Outre le rôle alimentaire, les graines ont de tout temps été utilisées pour confectionner des parures dans diverses civilisations et ce, encore aujourd’hui. Les graines rouges et noires du canonnier (Ormosia sp.) servent à fabriquer des colliers dans tout le bassin amazonien. En Chine, on trouve des coques de noix (Juglans sp.) finement sculptées en figurines de Bouddha alors que les graines de lotus servent à la confection de chapelet bouddhiste. Le chapelet chrétien est parfois constitué de noyaux d’olive en Méditerranée.
En Australie, les Aborigènes sculptent les fruits d’une espèce de baobab dont la majorité des représentants poussent en Afrique. Le nom baobab vient d’ailleurs d’un terme arabe signifiant « fruit à nombreuses graines ».

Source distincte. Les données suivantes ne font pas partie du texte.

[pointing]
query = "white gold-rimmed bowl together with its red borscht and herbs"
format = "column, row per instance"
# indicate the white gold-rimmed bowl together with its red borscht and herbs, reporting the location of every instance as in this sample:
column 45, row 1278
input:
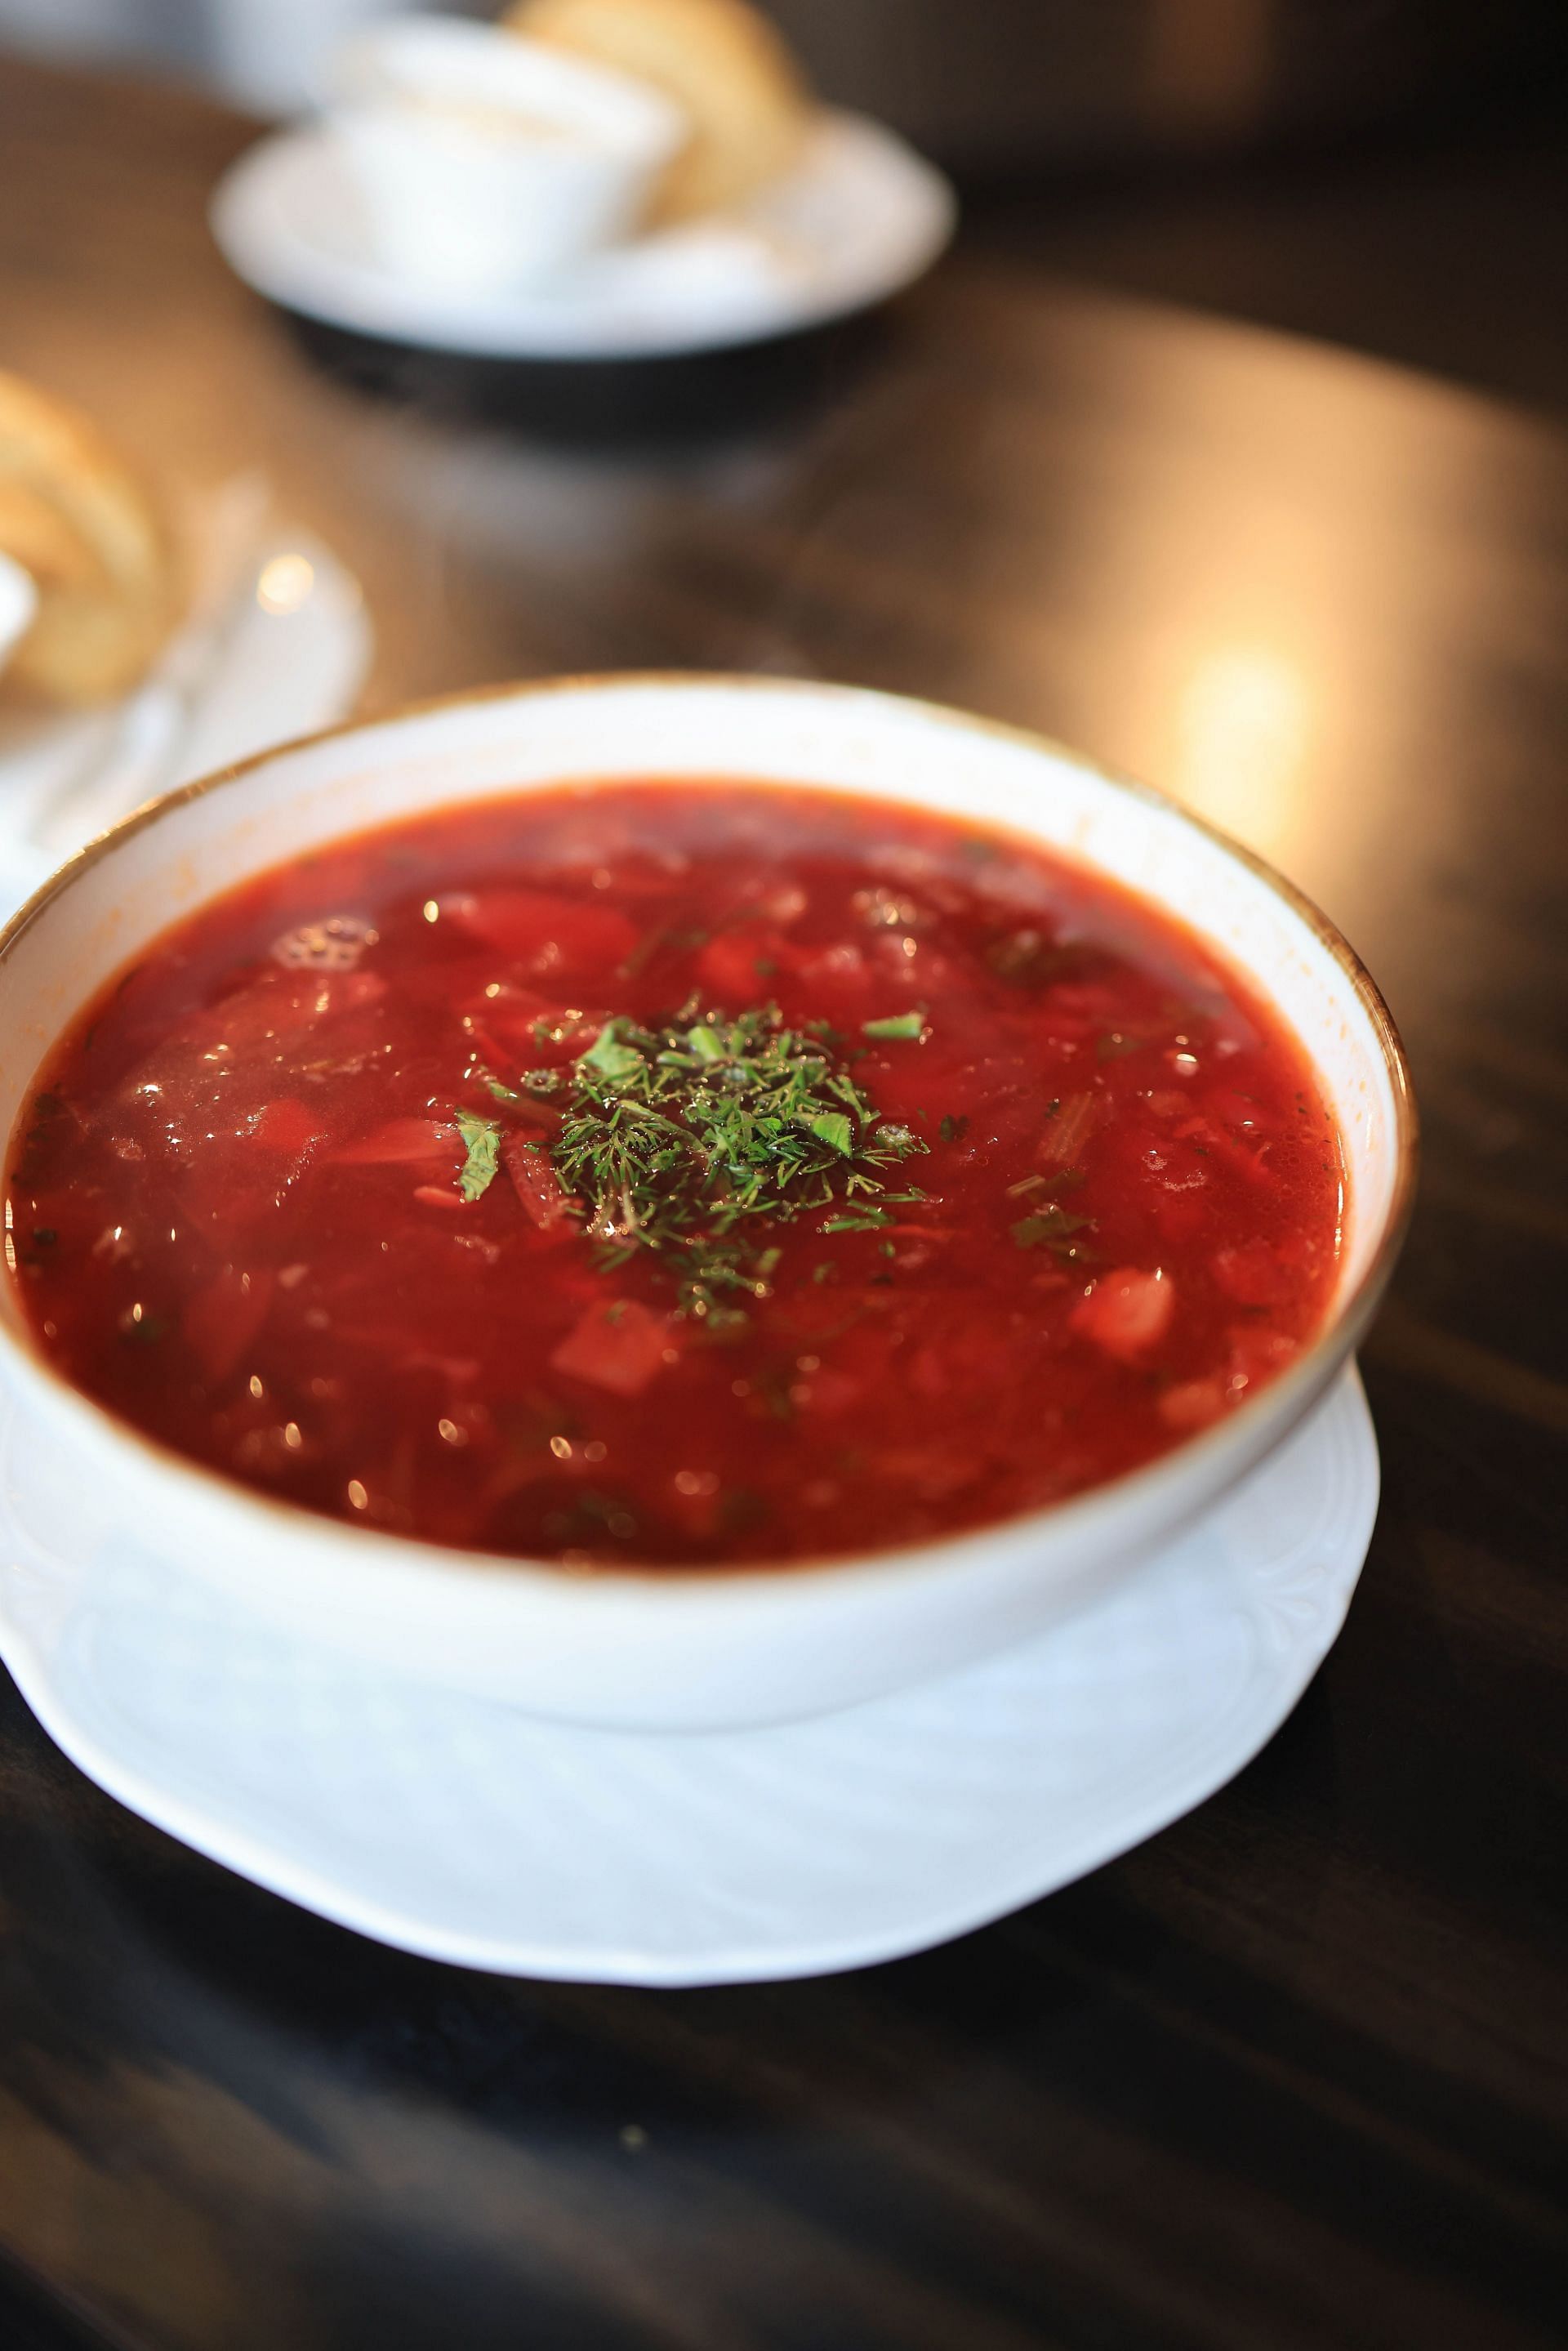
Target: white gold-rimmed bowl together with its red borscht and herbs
column 678, row 1200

En Nouvelle Guinée ce sont les graines de Canarium indicum qui sont sculptées en petits masques. D’autres comme celles du ginkgo biloba sont transformées en petits animaux colorés par les artisans en Asie. Et, plus près de nous, les glands du chêne sont parfois transformés en petites figurines.
Conclusion
La graine est un symbole de fertilité et d’abondance. Elle constitue notre base alimentaire mais elle est également un marqueur culturel des sociétés humaines et fait l’objet de mythes et de légendes.
La graine assure la pérennité de la plante, sa longévité, en contenant son patrimoine génétique. Des graines de palmier-dattier âgées de plus de 2 000 ans (IRD, 2020), retrouvées sur des sites archéologiques en Irak et en Syrie ont ainsi germé. Elles permettent aujourd’hui aux chercheurs de comparer les génomes de ces plantes. C’est également la raison pour laquelle des jardins botaniques constituent des grainothèques, afin de conserver des plantes en voie de disparition ou très rares.
Or, d’après l’UICN plus de 20 % des espèces végétales sont menacées d’extinction. Les perdre pourrait priver nos sociétés humaines de services indispensables : les plantes étant source de nourriture, mais aussi de molécules thérapeutiques. Sans même parler de la mise en danger d’écosystèmes entiers !
Plus proche de nous, dans nos jardins, les graines font l’objet de trocs et d’échanges, permettant de diversifier nos plantations. Ces échanges entre jardiniers ou encore ces collectes de graines dans la nature sont une façon de s’attacher à semer des végétaux indigènes, adaptés à nos régions et climats. Enfin, rappelons-nous que la biodiversité dépend – aussi - des graines des plantes sauvages qu’on laisse s’exprimer dans nos jardins et terrains !
Les graines sont des promesses de fleurs, de fruits, d’aliments, de médicaments… Des promesses de vie en somme ! Sachons respecter les graines qui donneront les futures plantes.
Bibliographie : Les graines et leurs usages – Vidal N. (2019) – Editions Delachaux et Niestlé.